Toolcroft

Encoding Tools

URL-Safe Base64 Encoder - Base64url Encode & Decode

Encode and decode text using URL-safe Base64 (Base64url, RFC 4648 §5). Handles + → -, / → _, optional padding. Also decodes JWT headers and payloads - fully offline.

What is Base64url?

Base64url (URL-safe Base64) is defined in RFC 4648 §5. It is identical to standard Base64 except:

  • + is replaced with -
  • / is replaced with _
  • Padding (=) is typically omitted

These changes make the output safe to embed in URLs, file names, and HTTP headers without percent-encoding.

Where is Base64url used?

  • JWTs (JSON Web Tokens): header and payload are Base64url-encoded
  • OAuth 2.0 PKCE: code verifier and challenge
  • WebAuthn / FIDO2: challenge and credential IDs
  • URL shorteners: compact binary-to-text IDs
  • Web Crypto API: key export formats

Standard Base64 vs Base64url

FeatureStandard Base64Base64url
Alphabet character +62+-
Alphabet character +63/_
PaddingAlways (=)Usually omitted
URL safeNoYes

JWT Peek tab

The JWT Peek tab decodes a JSON Web Token's header and payload so you can inspect claims like sub, iat, exp, and aud, all without sending the token anywhere.

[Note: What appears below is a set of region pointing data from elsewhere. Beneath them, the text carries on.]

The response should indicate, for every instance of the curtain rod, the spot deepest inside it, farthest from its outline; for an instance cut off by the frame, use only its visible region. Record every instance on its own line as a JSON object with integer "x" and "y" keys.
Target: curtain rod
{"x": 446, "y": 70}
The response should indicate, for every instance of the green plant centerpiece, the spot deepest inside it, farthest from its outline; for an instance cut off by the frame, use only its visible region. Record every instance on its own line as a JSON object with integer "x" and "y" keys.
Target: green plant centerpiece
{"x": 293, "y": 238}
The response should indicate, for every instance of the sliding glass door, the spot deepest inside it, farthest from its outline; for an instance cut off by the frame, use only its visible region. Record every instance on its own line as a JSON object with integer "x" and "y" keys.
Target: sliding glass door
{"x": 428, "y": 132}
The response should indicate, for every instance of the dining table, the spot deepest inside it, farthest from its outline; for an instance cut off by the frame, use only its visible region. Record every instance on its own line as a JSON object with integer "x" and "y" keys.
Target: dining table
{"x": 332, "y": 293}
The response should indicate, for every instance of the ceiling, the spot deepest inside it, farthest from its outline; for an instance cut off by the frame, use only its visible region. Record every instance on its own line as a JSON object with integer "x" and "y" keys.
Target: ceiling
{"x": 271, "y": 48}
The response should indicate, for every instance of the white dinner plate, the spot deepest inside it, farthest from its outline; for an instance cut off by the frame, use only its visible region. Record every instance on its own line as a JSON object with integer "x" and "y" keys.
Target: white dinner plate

Important: this tool does not verify the signature. Use server-side JWT libraries for trusted verification.

Anatomy of a JWT

A JSON Web Token consists of three Base64url-encoded segments separated by dots: header.payload.signature. Here is a worked example:

SegmentEncoded (truncated)Decoded JSON
Header eyJhbGciOiJIUzI1NiIsInR5cCI6IkpXVCJ9 {"alg":"HS256","typ":"JWT"}
Payload eyJzdWIiOiIxMjM0IiwiaWF0IjoxNzAwMDAwMDAwLCJleHAiOjE3MDAwMzYwMDB9 {"sub":"1234","iat":1700000000,"exp":1700036000}
Signature SflKxwRJSMeKKF2QT4fwpMeJf36POk6yJV_adQssw5c HMAC-SHA256 of header + "." + payload; cannot be decoded without the secret

Common standard claims in the payload: sub (subject - user ID), iat (issued-at - Unix timestamp), exp (expiration - Unix timestamp), aud (audience - intended recipient), iss (issuer). Custom claims can be added for application-specific data.